What is perhaps equally concerning is that online stores are cleaning-up their infected webpages only to have them compromised again. Indeed, in the last quarter de Groot’s reseawrch reveals that one out of five breached stores have been infected (and cleaned) multiple times. In some cases, de Groot says he has seen the same store reinfected up to 18 times by MageCart.
One of the affected online stores belongs to Kitronik, a UK-based company that sells electronic parts including the BBC micro:bit matchbbox-sized computer.

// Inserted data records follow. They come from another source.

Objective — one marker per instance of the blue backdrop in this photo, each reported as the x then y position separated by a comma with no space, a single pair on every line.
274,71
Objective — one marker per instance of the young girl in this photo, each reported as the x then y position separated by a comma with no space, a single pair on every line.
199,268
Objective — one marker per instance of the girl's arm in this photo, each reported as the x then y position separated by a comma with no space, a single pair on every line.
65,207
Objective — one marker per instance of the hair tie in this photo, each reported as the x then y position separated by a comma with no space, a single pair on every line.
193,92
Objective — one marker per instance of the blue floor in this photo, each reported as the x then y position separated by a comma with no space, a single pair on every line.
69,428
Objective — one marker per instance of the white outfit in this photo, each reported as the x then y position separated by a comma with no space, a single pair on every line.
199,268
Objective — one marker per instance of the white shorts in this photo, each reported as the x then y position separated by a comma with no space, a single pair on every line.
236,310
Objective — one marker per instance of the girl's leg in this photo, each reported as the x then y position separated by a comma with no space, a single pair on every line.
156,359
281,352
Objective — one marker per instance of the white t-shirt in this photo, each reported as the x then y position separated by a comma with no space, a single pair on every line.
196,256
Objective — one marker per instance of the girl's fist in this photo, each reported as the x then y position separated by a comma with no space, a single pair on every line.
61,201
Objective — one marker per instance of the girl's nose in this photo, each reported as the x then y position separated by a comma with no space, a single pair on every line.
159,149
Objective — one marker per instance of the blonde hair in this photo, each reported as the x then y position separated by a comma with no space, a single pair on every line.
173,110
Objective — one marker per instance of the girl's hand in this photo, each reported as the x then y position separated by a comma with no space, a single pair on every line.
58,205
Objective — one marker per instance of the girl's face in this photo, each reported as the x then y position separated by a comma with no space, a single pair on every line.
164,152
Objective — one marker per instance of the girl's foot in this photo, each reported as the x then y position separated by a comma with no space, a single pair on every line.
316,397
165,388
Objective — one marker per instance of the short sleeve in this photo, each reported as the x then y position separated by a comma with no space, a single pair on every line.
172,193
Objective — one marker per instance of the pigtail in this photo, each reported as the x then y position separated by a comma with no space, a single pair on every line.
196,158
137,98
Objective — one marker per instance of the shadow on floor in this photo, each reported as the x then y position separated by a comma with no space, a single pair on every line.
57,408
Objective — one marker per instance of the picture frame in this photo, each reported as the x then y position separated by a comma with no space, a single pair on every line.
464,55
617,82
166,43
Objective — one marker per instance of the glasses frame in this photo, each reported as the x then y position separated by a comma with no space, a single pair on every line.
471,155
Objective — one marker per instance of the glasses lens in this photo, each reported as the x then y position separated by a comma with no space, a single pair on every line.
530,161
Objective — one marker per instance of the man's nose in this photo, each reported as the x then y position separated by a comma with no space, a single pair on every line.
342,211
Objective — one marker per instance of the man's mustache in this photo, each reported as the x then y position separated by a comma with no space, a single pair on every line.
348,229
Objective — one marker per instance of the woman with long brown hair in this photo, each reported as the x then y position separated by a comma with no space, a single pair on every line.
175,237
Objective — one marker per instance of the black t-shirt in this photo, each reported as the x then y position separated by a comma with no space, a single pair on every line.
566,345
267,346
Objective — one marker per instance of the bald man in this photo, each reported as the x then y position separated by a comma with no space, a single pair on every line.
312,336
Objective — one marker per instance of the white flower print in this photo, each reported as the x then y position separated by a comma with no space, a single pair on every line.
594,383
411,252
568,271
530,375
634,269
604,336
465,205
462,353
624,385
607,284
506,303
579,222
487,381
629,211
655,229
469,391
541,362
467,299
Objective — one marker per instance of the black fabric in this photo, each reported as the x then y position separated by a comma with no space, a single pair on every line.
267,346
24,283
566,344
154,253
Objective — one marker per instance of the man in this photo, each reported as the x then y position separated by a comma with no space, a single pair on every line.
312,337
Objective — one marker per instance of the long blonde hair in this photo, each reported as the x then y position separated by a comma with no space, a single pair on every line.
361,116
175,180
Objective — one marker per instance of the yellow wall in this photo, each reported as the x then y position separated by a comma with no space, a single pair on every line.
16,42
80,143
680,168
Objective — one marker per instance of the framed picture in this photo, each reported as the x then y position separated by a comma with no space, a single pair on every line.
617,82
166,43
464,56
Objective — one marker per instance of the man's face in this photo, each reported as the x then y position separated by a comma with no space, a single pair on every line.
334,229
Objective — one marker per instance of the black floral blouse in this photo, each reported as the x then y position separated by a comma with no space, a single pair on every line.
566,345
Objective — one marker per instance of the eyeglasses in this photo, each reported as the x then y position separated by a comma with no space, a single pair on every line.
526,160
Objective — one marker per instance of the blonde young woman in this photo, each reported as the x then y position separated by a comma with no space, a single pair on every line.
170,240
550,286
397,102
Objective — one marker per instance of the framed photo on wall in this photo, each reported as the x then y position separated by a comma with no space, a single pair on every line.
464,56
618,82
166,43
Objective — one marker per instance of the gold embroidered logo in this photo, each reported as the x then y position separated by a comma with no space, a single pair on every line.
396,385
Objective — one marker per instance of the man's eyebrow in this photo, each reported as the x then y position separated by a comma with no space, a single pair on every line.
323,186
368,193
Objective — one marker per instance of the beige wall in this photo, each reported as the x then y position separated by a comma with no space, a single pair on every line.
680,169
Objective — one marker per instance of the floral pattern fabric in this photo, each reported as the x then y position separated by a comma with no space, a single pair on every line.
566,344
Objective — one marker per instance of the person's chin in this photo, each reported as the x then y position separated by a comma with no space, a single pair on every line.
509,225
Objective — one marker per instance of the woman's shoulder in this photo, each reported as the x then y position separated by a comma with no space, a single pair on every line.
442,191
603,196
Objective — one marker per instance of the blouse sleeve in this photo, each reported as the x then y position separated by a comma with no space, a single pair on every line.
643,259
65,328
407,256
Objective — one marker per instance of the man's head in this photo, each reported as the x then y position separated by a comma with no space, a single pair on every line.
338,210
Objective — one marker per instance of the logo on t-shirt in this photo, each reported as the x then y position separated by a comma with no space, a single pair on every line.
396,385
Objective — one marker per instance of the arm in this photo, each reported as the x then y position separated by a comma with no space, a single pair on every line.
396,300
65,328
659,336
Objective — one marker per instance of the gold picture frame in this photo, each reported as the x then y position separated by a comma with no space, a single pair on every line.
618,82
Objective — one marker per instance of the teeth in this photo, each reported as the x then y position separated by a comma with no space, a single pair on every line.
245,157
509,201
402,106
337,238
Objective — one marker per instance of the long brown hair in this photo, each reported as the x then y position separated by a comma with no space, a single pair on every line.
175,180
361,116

The MageCart infestation of Kitronik’s Magento-powered online store made the headlines in November, but de Groot revealed that what appeared initially to the outside world to be a single breach was actually a series of reinfections:
Hacked Sep 12, cleaned Sep 20
Hacked Sep 27, cleaned Oct 1
Hacked Oct 19, cleaned Oct 22
During August, September, and October, de Groot says he identified more than 5,400 web domains that are harbouring MageCart-like malware designed to steal credit card information from online shoppers. If one in five of those compromised sites are likely to be infected again, it is clear that MageCart will continue to skim credit card details from unsuspecting shoppers for the foreseeable future.

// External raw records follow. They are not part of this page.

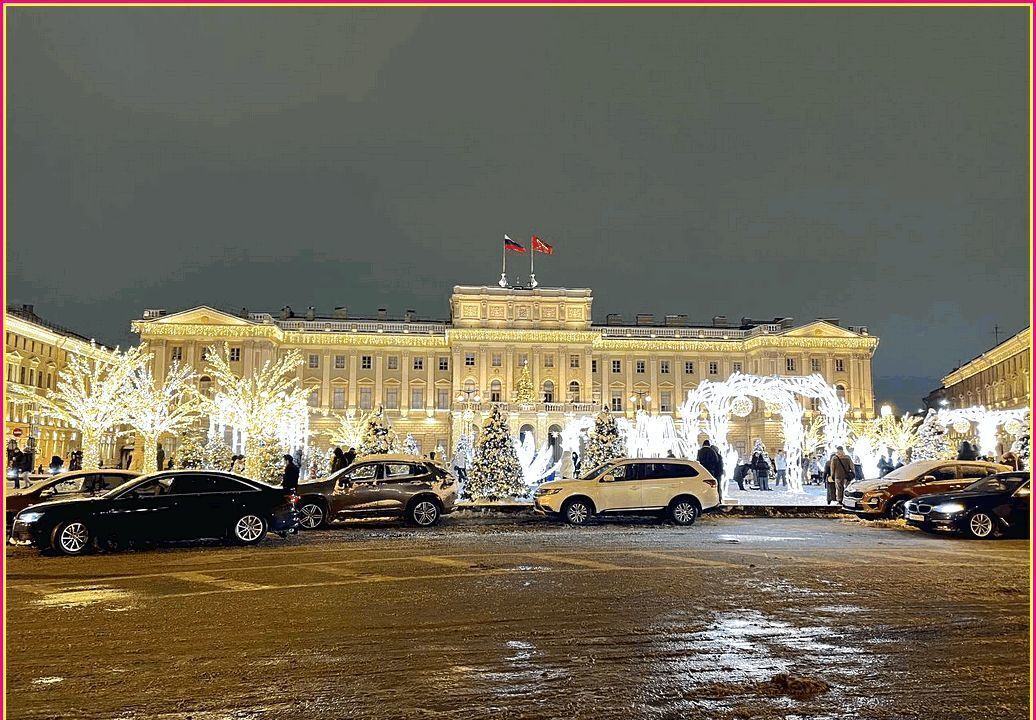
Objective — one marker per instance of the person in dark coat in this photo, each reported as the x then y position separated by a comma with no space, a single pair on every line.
338,461
290,481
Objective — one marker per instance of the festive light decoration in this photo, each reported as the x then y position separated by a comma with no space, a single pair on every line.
604,442
268,404
87,396
716,399
495,470
156,408
741,406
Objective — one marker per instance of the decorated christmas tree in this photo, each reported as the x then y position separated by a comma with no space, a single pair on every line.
523,386
495,471
931,441
191,453
410,444
217,453
604,443
376,438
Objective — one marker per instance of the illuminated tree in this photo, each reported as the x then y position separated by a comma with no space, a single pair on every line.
154,408
269,402
87,396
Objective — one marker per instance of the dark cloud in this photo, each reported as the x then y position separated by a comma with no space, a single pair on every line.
867,164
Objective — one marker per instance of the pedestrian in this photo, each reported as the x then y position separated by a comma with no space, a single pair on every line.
839,473
338,460
781,463
290,480
460,464
760,463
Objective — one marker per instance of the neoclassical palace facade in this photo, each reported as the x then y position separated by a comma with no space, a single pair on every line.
432,377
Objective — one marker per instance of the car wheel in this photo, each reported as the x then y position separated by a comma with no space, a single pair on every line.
312,515
423,513
70,538
980,525
683,512
249,529
576,512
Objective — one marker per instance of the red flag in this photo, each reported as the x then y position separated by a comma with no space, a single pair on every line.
541,247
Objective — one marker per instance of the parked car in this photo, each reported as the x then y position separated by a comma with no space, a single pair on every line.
888,496
74,484
407,486
174,505
679,489
993,506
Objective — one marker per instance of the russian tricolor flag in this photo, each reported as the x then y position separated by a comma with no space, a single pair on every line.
512,246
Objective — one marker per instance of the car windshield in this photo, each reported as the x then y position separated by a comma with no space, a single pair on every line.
997,484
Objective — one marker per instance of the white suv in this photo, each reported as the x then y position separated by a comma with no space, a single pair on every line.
680,489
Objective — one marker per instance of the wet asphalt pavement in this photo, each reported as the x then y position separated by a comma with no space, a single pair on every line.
511,616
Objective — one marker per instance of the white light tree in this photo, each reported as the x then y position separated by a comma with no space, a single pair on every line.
154,407
268,404
87,396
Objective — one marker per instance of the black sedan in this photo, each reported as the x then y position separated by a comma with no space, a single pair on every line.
998,505
177,505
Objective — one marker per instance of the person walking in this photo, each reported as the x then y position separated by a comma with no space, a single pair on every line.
290,479
781,463
840,471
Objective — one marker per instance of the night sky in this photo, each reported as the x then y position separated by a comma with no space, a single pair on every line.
865,164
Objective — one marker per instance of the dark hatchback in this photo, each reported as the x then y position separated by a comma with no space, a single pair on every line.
65,485
176,505
998,505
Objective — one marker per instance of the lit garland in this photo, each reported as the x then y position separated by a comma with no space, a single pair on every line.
269,404
153,409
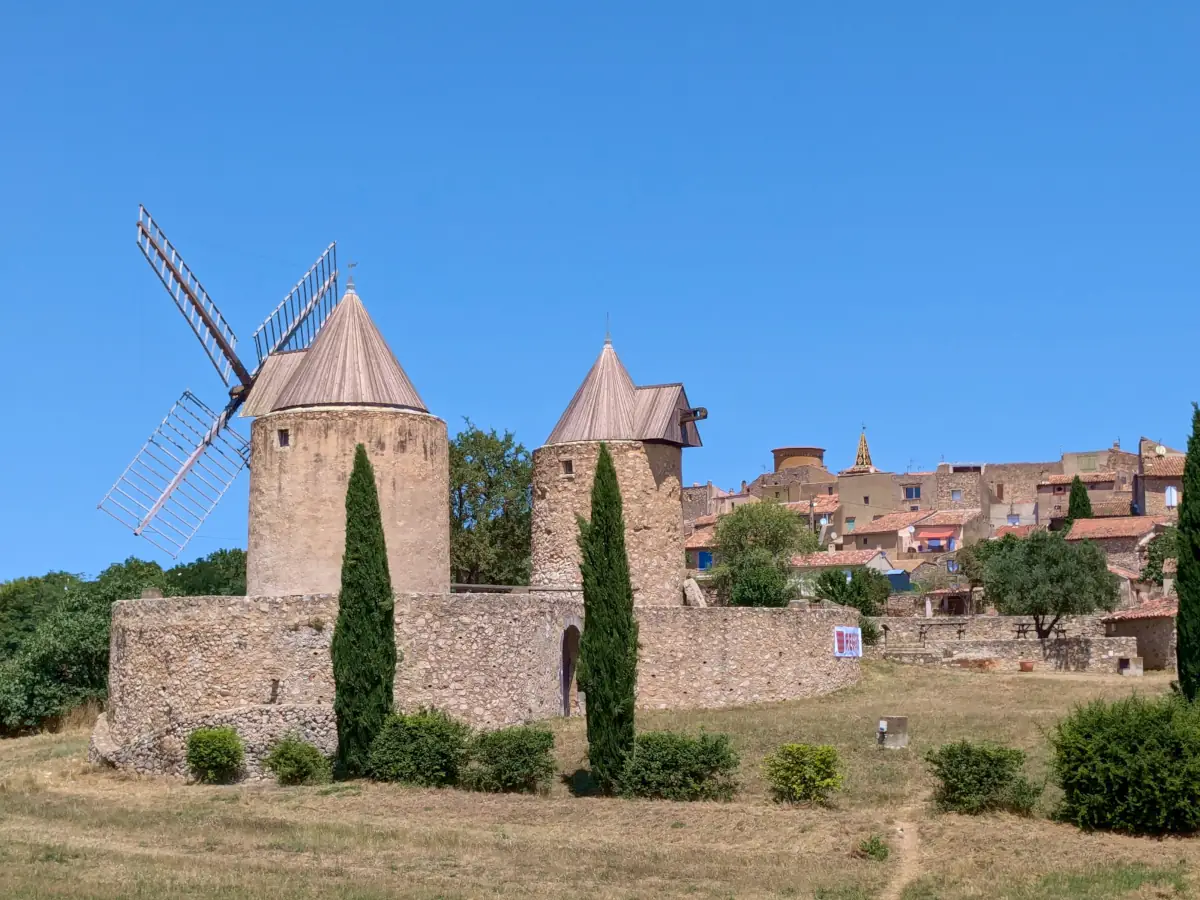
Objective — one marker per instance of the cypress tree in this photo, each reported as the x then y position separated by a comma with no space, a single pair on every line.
364,646
607,667
1187,621
1079,505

What has become apparent is that the bad guys are beating the good guys, by doing a better job of reinfecting sites than website administrators are at detecting and cleaning up an infection. De Groot reports that MageCart infections typically persist on an ecommerce site for 12.7 days, whereas reinfection typically occurs within 10.5 days.
Furthermore, MageCart attackers are taking advantage of the fact that a typical website’s security team is more likely to be fully-staffed during the week, leaving a window of opportunity for exploitation to take place at weekends where infections appear to be spiking.
De Groot says there are various reasons why the countermeasures put in place by online stores and their security contractors are often failing:
First, MageCart operatives are getting more sophisticated in hiding their presence and ensuring future access. Once an operative gains access to a merchant’s server, it is common to litter the site with backdoors and rogue admin accounts.
Second, they use reinfection mechanisms such as database triggers and hidden periodic tasks to reinstate their payload.
Third, they use obfuscation techniques to make their presence indistinguishable from legitimate code.
Fourth, it is more and more common for MageCart actors to utilize unpublished security exploits (aka 0days). Researching these requires a significant investment.
“All in all, it takes some very keen eyes and a lot of effort to clean all traces of a breach,” says de Groot.
That can be true of any hack, of course, but is particularly critical when the site involved is a online store which the public is using to enter its credit card details.